[Bioc-devel] Appropriate linear model analysis for microarray time course comparison

Stephen Park stephen.park at ucd.ie
Thu Jun 1 23:28:30 CEST 2006 

Dear Bioconductor users,

I'm looking to use linear modelling in Limma (all new to me) to identify
genes responding differently to infection in two different cattle breeds,
and would welcome advice on the correct model to use.

Our experiment took eight animals from each of two genetically distinct
breeds of cattle varying in susceptibility to a parasite and infected them
with the parasite. RNA was isolated pre-infection and at five time-points
post-infection and hybridised to two-colour oligo arrays. A common reference
RNA obtained by pooling samples from both breeds and all timepoints was
labelled with the second dye and hybridised to each array.

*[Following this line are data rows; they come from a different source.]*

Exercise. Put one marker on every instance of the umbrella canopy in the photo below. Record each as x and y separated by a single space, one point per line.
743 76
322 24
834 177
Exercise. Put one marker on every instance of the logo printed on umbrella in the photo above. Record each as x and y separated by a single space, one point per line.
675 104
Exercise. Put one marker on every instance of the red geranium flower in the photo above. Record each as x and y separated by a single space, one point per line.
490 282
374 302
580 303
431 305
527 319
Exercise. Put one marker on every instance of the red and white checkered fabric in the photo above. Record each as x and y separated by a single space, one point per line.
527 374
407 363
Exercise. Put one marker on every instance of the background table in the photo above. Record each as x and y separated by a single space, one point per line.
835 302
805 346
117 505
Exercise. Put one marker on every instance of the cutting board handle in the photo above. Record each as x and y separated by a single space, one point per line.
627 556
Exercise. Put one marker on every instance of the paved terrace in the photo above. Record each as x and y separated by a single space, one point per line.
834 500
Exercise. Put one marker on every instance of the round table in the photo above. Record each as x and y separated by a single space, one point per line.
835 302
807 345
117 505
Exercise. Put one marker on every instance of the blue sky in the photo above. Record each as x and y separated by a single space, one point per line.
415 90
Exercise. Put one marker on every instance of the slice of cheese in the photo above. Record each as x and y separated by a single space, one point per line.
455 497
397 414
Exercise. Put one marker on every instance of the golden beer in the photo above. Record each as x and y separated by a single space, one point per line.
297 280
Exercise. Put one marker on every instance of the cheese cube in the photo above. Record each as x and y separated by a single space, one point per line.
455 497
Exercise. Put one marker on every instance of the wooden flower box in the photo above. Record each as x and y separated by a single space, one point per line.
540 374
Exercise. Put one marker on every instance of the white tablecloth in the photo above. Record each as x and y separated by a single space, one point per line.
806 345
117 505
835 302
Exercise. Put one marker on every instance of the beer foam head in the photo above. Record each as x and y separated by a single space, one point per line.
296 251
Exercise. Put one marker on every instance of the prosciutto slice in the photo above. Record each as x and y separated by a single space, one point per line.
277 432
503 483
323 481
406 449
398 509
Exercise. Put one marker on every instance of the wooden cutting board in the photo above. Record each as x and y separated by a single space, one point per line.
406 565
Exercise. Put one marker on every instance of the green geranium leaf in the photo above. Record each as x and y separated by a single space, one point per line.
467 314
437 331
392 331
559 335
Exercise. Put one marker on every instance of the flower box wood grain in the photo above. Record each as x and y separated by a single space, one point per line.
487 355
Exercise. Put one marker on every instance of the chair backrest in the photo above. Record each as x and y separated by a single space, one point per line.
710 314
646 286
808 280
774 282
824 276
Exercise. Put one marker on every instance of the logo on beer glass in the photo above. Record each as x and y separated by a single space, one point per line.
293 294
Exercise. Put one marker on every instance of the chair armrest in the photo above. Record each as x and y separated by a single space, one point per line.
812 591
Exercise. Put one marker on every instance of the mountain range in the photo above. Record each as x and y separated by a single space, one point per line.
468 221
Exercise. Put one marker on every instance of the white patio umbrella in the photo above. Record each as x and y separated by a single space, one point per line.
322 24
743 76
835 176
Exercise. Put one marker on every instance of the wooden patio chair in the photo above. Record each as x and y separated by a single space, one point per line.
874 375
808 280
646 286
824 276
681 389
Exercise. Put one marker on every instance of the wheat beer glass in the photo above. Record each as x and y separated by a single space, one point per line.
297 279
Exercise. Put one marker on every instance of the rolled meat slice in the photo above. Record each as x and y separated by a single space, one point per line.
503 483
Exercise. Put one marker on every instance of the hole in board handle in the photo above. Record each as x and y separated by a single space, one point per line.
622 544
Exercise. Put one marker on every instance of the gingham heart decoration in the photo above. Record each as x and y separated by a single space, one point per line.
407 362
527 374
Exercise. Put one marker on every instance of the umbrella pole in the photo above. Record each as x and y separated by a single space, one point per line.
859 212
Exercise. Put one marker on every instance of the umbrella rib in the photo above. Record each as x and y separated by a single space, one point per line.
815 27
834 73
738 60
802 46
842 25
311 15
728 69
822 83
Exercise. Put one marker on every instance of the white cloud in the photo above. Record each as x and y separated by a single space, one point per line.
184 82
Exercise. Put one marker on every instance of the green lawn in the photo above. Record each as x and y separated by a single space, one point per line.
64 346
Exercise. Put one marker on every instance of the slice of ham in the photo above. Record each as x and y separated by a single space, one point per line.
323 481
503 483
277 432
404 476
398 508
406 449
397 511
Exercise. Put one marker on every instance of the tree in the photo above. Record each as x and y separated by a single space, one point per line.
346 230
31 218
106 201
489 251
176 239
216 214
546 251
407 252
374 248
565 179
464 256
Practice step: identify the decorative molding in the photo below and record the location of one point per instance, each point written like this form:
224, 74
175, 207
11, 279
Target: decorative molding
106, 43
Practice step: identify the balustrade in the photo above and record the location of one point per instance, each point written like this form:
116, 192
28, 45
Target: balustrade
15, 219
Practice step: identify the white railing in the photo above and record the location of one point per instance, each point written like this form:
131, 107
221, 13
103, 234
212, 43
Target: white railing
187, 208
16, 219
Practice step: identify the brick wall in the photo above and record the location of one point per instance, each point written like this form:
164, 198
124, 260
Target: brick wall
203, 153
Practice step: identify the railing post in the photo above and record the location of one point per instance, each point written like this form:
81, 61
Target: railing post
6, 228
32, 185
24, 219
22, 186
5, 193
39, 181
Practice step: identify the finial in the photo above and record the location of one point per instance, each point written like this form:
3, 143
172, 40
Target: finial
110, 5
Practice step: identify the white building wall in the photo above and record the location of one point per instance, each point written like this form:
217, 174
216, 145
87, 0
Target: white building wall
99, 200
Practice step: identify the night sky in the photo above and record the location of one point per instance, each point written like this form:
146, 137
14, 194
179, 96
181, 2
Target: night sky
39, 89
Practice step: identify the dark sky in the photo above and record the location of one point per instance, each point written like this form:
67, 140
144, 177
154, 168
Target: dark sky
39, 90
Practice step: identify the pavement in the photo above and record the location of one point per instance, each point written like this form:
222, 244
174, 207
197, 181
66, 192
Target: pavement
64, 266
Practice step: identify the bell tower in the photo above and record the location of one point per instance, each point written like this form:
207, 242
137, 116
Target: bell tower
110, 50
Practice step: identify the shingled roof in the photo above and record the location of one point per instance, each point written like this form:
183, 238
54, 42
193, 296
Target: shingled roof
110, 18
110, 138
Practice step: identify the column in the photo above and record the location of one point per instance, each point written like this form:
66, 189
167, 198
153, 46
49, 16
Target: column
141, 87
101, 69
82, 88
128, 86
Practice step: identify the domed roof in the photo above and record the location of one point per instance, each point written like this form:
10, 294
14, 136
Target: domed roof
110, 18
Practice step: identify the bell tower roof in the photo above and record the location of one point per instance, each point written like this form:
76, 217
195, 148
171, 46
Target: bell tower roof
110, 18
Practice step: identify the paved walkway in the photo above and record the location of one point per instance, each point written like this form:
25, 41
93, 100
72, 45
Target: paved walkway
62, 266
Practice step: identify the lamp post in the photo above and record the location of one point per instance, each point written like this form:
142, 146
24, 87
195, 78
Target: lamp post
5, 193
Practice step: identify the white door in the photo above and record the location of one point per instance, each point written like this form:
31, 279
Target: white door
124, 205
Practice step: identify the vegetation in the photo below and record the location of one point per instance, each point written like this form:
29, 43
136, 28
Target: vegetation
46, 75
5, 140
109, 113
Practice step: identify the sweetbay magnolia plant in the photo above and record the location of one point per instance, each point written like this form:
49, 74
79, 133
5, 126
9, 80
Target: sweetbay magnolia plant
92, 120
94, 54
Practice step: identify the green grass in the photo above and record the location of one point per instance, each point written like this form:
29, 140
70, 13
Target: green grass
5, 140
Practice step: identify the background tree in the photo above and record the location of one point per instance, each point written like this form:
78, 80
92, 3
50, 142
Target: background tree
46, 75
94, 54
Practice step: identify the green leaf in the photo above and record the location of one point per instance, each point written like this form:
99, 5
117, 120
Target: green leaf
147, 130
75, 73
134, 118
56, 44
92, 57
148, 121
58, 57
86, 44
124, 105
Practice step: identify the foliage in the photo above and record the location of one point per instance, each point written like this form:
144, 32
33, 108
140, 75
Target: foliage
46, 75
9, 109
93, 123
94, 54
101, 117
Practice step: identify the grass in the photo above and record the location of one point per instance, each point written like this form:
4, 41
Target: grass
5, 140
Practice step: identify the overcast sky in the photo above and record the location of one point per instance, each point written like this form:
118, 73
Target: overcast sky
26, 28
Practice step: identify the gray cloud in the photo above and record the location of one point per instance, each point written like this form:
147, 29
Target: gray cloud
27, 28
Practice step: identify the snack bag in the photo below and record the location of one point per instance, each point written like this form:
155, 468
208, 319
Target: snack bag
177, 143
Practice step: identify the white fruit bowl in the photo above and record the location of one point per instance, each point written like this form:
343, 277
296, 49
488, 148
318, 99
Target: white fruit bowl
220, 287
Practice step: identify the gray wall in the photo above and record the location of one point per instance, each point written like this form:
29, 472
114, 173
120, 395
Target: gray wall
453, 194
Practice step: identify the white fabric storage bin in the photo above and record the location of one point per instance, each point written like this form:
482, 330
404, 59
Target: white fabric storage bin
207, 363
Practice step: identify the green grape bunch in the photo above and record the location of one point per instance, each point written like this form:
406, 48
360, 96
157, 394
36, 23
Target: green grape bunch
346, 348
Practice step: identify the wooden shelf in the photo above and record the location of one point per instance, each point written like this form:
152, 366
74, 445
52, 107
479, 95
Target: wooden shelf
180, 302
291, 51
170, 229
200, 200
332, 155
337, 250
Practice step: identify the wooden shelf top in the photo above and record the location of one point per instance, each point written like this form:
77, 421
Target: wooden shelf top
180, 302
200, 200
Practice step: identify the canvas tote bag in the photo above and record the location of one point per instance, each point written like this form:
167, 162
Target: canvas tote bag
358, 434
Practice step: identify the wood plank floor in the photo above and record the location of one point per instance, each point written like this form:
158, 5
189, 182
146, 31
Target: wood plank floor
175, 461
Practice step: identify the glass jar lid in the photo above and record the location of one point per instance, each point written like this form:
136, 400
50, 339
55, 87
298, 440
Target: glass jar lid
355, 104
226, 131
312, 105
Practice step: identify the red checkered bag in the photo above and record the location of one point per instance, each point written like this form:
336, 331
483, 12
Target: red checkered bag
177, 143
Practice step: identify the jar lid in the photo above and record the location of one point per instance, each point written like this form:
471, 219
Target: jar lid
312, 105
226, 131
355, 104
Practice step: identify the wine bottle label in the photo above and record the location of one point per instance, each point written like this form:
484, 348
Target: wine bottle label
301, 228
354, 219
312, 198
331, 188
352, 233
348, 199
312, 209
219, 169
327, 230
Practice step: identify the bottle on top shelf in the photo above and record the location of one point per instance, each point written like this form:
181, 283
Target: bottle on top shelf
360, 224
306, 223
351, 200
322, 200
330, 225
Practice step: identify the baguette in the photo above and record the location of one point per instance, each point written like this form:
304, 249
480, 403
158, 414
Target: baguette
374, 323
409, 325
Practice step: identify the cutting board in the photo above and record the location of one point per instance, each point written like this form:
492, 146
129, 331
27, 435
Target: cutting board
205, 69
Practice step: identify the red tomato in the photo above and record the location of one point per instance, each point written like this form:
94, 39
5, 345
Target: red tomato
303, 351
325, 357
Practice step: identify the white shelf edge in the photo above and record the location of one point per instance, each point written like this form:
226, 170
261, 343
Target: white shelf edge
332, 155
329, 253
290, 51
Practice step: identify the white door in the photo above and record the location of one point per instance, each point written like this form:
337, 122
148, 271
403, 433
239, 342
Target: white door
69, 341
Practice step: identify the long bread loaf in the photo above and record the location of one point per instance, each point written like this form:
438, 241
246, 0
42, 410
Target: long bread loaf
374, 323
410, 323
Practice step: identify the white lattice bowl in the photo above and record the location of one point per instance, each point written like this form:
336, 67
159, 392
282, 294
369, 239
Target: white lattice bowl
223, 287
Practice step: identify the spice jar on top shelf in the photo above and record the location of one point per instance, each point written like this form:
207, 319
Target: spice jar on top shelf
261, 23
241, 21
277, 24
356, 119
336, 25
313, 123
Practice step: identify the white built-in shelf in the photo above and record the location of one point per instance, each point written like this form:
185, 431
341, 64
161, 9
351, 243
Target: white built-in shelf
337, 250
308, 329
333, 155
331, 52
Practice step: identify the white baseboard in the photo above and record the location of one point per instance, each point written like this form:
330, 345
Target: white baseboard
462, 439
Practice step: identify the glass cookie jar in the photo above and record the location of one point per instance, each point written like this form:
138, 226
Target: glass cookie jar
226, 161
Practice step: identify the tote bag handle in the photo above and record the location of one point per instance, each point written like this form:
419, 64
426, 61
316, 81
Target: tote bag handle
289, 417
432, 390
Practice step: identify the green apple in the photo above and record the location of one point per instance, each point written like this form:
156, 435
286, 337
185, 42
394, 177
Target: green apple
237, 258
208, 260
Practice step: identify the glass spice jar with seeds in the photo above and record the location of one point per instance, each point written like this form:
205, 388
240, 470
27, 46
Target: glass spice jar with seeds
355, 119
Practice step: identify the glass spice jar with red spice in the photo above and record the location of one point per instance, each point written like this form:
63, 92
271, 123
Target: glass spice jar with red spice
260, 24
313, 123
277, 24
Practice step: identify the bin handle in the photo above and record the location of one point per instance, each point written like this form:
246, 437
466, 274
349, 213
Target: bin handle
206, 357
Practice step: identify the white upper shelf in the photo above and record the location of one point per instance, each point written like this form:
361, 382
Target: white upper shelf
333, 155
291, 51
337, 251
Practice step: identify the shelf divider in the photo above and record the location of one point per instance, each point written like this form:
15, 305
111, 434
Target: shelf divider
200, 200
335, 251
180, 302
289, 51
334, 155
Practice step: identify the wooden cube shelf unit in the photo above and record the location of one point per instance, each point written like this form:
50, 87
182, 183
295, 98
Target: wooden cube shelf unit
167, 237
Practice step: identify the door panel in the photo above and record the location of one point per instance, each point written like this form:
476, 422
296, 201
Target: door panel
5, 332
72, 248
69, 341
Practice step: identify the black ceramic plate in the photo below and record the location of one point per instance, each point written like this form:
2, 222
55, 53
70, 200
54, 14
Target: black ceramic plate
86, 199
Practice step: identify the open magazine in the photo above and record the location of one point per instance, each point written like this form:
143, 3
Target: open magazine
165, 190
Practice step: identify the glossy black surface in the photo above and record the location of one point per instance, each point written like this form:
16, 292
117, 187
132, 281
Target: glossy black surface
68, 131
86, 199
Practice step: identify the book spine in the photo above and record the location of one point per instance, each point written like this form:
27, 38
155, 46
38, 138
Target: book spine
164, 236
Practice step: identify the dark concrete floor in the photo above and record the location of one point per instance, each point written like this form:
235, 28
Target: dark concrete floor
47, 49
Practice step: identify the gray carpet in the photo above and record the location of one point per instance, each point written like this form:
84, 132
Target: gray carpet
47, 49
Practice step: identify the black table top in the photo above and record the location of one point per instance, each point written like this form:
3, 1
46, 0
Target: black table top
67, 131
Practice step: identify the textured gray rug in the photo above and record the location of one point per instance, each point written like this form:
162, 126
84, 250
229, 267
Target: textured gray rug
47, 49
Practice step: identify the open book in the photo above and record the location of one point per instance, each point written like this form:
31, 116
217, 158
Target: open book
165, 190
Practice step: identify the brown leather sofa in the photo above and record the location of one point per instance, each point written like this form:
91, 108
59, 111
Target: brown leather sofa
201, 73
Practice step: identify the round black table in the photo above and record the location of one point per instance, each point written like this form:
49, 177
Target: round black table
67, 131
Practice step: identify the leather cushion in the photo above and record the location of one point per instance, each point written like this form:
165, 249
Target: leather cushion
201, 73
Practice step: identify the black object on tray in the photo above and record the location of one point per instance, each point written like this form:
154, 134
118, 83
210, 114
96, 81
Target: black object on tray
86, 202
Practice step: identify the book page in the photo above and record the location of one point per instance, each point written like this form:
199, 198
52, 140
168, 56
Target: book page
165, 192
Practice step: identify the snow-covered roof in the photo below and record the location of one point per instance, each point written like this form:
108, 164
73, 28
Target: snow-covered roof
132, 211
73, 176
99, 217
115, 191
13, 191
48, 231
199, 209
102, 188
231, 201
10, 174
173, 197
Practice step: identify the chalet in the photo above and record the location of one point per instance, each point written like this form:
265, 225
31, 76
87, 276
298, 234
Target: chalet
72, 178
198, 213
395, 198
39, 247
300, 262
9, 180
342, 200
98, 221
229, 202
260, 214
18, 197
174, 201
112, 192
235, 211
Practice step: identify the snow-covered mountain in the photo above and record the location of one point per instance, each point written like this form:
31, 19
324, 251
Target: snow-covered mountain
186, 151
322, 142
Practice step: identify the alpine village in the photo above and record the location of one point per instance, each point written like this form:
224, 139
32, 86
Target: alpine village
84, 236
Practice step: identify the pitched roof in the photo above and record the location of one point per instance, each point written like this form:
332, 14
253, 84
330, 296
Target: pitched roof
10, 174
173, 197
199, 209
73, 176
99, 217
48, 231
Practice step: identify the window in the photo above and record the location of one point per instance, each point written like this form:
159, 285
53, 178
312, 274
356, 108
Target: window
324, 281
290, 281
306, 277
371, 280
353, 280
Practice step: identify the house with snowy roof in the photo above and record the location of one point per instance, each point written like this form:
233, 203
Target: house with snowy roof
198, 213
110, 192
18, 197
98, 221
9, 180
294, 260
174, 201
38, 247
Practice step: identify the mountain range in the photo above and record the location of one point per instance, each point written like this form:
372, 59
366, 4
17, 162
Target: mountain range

We're interested in seeing which genes respond differently to infection in
the different breeds. I believe the model we should be using is something
like 
Gene expression level = intercept + (breed effect) + (time effect) + (time *
breed interaction effect)

Assuming this is the appropriate model, I would like to correct for innate
pre-infection differences between breeds and effects due to infection that
are common to both breeds so that I can find those genes that respond
differently to infection between breeds, either at a given time-point or
across the entire timecourse. 

I'd like to know if I ought to set up a different design matrix from that
generated automatically using the modelMatrix function on my targets and
identifying the reference 

i.e. modelMatrix(targets,ref="Ref")

which generates

		T0_B1	T0_B2	...	T0_B2	...
T0_B1_A1	1	0	...	0	...
T0_B1_A2	1	0	...	0	...
...
T1_B1_A1	0	1	...	0	...
...
T0_B2_A9	0	0	...	1	...
....

where T=time, B=breed, A=animal


If this is OK, am I right in thinking that contrasts 
(T1_B1 - T0_B1) - (T1_B2 - T0_B2)
will remove both the breed component of the model for each breed (within
brackets) and the component due to infection common to both breeds, leaving
me with the interaction component?

Alternatively, should the design matrix contain additional coefficients to
account for time, breed and interaction components?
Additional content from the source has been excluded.